A study of the importance of education and cost incentives on individual food choices at the harvard school of public health cafeteria.
Sommaire de l'article
To investigate the importance of cost and awareness of health- or disease-promoting properties of foods and meals for choices by customers of a cafeteria.
A non-randomized intervention study.
A medium size cafeteria in the Harvard School of Public Health.
Customers of the cafeteria mainly consisting of public health students, faculty, and school staff and workers from the medical campus.
The purchase of healthy foods and dishes was subsidized and their prices reduced by 20%. This promotion was accompanied by the distribution of educational material.
MAIN OUTCOME MEASURES:
Change in consumption of healthy and less healthy foods. Analysis: The geometric mean was used to calculate the change in consumption.
During the intervention, we observed a 6% increase in the consumption of healthy foods (95% confidence interval [CI]; 5% to 8%), and a 2% decline in the consumption of less-healthy foods (95% CI; -1% to -4%).
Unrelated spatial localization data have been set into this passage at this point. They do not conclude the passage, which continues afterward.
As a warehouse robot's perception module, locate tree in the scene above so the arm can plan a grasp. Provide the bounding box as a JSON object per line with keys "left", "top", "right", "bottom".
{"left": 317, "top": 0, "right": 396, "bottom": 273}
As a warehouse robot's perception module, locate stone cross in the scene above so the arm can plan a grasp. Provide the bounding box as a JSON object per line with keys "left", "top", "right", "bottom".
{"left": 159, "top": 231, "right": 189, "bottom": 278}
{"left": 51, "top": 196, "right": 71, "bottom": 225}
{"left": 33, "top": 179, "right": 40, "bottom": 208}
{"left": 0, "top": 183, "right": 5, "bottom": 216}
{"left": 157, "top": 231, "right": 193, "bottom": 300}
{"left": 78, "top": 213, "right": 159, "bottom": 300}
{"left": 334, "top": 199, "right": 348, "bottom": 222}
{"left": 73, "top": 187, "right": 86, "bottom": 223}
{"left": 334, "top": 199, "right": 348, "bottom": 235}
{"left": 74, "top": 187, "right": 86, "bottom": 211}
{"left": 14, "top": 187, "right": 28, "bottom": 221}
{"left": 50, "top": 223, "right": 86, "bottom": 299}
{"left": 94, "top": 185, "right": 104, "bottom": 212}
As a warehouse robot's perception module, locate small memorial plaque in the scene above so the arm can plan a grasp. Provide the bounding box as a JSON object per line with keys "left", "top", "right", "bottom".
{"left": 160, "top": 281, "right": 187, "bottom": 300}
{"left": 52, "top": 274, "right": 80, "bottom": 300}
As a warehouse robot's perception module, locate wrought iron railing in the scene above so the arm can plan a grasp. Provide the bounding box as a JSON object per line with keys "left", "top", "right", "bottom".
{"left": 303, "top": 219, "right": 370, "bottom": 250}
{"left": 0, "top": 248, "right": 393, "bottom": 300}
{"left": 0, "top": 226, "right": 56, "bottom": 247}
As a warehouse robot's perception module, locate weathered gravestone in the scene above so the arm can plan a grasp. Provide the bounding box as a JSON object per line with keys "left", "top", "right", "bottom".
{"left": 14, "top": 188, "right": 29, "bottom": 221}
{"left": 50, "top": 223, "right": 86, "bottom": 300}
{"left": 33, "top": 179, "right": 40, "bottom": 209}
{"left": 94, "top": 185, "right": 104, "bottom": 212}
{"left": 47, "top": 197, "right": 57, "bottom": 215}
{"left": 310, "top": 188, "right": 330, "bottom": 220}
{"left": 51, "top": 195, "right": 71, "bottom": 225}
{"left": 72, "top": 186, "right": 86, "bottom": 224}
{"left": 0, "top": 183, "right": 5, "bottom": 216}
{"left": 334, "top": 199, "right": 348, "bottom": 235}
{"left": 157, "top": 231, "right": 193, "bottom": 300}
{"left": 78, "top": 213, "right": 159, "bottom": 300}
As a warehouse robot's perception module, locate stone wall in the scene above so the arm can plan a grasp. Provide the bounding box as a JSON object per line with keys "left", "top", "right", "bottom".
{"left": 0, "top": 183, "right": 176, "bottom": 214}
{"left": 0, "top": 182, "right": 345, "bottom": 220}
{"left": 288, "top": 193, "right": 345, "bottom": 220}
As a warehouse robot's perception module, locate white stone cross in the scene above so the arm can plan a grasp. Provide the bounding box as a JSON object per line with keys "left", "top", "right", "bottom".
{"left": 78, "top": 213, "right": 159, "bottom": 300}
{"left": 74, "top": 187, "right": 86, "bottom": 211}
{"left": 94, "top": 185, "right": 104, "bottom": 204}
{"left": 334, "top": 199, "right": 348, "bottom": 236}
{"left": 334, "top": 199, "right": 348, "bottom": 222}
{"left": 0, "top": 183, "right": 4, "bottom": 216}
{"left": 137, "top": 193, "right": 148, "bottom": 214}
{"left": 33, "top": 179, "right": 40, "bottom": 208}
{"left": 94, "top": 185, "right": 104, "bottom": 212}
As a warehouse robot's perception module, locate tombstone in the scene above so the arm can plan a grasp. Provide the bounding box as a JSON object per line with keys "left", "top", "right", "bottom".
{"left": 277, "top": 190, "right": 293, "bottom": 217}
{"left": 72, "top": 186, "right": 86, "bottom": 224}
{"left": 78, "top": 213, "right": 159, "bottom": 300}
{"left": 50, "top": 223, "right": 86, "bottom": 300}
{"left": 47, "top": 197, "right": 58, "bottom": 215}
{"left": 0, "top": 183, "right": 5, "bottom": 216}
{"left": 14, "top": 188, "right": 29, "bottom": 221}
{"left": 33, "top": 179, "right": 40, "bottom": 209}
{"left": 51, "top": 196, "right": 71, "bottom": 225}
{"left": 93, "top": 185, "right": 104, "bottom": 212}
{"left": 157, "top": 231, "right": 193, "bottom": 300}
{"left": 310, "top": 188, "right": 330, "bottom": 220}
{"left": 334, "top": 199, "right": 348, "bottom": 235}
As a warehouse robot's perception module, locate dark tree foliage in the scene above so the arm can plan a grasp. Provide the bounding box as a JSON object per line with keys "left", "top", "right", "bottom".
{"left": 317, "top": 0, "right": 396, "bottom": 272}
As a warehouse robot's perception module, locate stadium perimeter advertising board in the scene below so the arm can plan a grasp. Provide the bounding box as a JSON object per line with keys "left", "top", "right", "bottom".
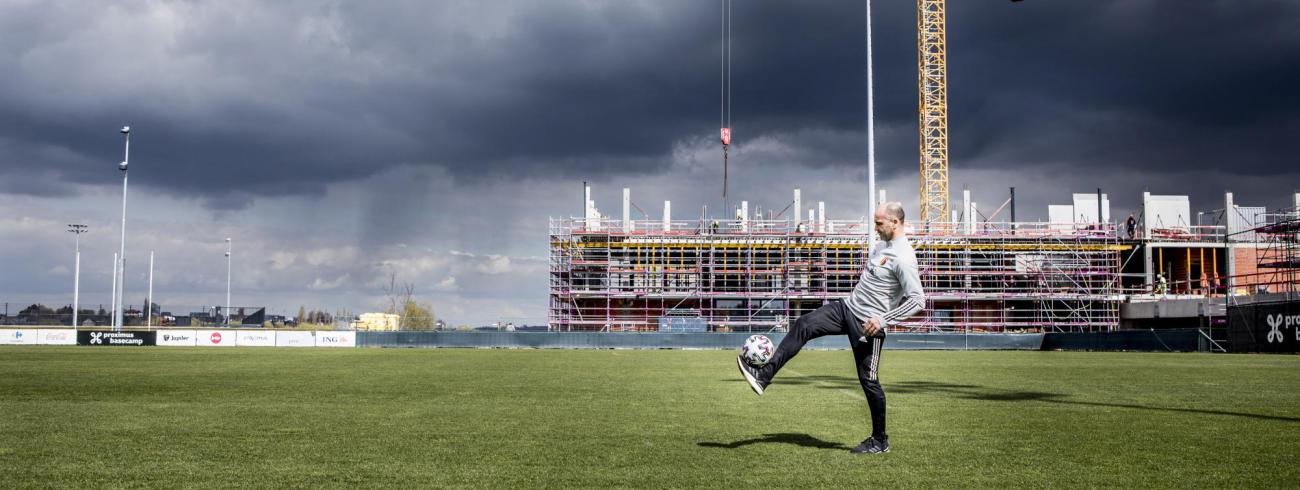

After the prices returned to their original levels, the consumption of healthy foods increased further to 17% (95% CI; 13% to 20%) and a 2% decline in the consumption of less-healthy foods (95% CI; % 1 to -5%) persisted.
Subsidizing healthful meals and educating consumers about the importance of a healthy diet can result in a modest increase in the selection of healthy foods and meals that can be maintained beyond the periods of subsidy and promotion.